Enzyme acitivities can be measured from dried blood spots (DBS) using tandem mass spectrometry or fluorescence based assays. Tandem mass spectrometry-based assays allow simultaneous detection of multiple enzymes’ activities whereas fluorescence-based assays are used to measure individual enzyme’s activities.

Treatment

Treatment for LSDs mainly involves treating the symptoms, not the disorder. There is no known cure for LSDs at this time, but emerging therapies are constantly being developed.
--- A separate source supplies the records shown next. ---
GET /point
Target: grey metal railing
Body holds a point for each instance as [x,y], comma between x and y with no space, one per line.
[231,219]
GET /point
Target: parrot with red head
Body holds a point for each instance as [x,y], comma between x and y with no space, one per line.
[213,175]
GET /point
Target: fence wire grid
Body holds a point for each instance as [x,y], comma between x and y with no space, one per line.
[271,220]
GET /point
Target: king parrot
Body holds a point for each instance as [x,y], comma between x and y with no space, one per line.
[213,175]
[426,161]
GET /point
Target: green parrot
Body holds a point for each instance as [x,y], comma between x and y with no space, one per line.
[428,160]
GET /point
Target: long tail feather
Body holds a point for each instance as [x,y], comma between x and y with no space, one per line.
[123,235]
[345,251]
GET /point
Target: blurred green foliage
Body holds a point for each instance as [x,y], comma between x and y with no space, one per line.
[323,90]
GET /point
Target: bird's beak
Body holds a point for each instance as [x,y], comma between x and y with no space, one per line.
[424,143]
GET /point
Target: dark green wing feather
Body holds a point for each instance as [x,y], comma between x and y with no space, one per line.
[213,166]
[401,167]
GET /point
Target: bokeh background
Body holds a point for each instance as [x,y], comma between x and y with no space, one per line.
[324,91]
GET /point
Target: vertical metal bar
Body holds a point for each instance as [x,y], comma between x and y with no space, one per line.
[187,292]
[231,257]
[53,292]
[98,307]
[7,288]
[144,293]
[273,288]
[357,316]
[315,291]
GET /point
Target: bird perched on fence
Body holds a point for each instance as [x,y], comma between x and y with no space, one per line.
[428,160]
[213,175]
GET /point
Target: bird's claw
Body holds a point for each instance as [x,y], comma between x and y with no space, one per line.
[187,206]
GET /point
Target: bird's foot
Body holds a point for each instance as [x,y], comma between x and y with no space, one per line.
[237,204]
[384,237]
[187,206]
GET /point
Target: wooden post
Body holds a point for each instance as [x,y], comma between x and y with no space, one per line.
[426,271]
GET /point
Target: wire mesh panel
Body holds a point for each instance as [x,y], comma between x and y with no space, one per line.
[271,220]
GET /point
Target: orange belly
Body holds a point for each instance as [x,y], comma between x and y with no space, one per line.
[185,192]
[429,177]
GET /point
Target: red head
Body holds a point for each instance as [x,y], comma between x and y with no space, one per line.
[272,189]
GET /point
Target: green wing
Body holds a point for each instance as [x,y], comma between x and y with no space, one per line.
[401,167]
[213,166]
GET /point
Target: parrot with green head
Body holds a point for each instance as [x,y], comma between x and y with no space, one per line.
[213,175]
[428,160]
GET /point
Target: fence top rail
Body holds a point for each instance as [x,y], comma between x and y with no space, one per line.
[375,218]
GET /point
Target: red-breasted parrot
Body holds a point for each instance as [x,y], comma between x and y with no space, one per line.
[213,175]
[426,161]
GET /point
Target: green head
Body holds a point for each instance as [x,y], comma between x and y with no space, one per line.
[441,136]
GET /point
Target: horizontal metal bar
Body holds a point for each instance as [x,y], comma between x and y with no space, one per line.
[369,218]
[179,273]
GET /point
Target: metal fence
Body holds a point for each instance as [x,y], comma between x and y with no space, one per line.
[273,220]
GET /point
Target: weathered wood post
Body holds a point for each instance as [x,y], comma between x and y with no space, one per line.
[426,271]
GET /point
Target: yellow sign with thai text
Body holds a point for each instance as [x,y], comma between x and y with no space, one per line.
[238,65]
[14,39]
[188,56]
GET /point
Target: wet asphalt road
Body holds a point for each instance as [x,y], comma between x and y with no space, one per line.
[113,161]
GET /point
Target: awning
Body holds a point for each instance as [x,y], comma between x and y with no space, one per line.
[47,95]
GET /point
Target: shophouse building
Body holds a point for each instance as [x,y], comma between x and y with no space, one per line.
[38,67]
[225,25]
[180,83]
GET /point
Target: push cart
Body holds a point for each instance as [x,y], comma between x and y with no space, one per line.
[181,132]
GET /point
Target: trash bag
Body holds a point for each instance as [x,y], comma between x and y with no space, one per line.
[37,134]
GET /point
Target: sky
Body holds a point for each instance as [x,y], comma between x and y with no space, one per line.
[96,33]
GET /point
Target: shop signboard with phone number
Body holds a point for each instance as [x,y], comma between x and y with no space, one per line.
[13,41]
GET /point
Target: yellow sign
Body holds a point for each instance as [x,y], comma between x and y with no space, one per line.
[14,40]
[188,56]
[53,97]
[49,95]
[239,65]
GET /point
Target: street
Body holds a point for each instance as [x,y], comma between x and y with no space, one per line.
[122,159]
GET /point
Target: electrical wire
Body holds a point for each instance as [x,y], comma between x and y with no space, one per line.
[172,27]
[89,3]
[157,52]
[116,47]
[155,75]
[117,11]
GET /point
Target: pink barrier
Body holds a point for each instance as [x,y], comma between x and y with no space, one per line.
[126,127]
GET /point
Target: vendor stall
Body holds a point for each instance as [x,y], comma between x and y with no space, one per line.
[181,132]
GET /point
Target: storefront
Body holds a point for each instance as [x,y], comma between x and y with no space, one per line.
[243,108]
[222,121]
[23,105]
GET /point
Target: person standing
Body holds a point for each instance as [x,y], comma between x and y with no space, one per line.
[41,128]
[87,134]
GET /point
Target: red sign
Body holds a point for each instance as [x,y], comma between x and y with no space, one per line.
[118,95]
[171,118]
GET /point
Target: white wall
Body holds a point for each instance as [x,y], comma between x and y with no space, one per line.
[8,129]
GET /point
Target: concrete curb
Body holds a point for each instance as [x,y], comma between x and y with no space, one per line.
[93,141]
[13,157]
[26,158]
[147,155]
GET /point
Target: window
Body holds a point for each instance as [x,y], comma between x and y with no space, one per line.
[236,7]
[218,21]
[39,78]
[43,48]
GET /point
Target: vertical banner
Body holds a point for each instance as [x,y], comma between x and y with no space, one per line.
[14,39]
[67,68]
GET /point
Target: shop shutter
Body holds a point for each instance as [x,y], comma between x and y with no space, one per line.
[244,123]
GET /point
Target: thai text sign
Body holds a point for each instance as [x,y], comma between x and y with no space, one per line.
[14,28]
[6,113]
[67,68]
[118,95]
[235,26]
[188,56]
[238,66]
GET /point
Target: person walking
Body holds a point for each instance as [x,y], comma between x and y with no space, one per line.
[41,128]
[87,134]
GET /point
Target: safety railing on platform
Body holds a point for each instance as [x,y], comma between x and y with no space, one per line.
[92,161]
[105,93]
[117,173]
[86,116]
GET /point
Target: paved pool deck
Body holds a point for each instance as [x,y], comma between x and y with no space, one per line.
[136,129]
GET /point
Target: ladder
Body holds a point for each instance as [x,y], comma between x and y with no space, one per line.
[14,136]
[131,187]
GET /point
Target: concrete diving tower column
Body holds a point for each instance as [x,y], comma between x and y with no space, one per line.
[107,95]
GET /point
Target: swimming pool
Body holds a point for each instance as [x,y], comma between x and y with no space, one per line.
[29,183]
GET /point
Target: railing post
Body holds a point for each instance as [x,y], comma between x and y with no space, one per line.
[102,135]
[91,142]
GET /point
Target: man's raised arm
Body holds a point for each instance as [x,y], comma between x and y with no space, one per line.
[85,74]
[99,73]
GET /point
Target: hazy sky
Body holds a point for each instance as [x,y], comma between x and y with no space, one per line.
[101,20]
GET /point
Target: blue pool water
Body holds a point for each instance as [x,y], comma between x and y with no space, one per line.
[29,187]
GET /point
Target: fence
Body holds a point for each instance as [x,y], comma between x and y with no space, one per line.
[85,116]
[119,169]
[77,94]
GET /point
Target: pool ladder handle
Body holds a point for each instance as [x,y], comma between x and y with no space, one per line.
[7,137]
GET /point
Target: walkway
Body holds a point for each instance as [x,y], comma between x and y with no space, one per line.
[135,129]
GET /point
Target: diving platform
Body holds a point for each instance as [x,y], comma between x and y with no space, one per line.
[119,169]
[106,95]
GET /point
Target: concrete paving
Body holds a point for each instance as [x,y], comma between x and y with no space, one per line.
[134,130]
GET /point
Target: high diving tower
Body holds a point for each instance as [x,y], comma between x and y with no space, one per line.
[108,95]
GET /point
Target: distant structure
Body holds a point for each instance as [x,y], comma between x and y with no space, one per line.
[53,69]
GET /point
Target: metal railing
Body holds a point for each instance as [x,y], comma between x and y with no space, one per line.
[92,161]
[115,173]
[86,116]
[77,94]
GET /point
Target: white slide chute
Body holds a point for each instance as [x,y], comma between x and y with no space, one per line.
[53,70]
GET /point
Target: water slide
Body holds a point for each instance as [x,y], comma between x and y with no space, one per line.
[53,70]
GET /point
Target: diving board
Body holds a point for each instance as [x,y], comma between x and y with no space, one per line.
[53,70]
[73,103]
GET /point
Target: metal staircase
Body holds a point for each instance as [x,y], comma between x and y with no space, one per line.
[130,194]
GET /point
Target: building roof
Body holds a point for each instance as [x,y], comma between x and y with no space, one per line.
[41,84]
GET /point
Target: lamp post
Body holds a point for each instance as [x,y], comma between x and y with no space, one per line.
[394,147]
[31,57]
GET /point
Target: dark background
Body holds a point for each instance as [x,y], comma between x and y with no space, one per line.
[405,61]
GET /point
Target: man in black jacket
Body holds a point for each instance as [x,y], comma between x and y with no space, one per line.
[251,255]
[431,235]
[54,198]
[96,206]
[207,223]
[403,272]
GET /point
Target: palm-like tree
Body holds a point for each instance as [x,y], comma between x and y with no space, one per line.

Enzyme replacement therapy (ERT) is most effective in treating non-neurologic symptoms in diseases such as Gaucher, Fabry, MPS-I, and Pompe Disease. Hematopoietic stem cell transplantation (HSCT), using either bone marrow or cord blood to provide healthy stem cells that can produce the needed enzyme, is useful in treating diseases with neurologic symptoms, such as Krabbe, Gaucher Type II and MPS-I. Gene therapy has limited availability for some disorders, though mostly available as a part of clinical trials.

Inheritance

LSDs comprise a heterogeneous group of nearly 50 disorders that are caused by genetic defects resulting in the dysfunction, deficiency or absence of a lysosomal enzyme. Although each disorder is rare, LSDs as a group have a frequency of 1 in 7,000-8,000 live births.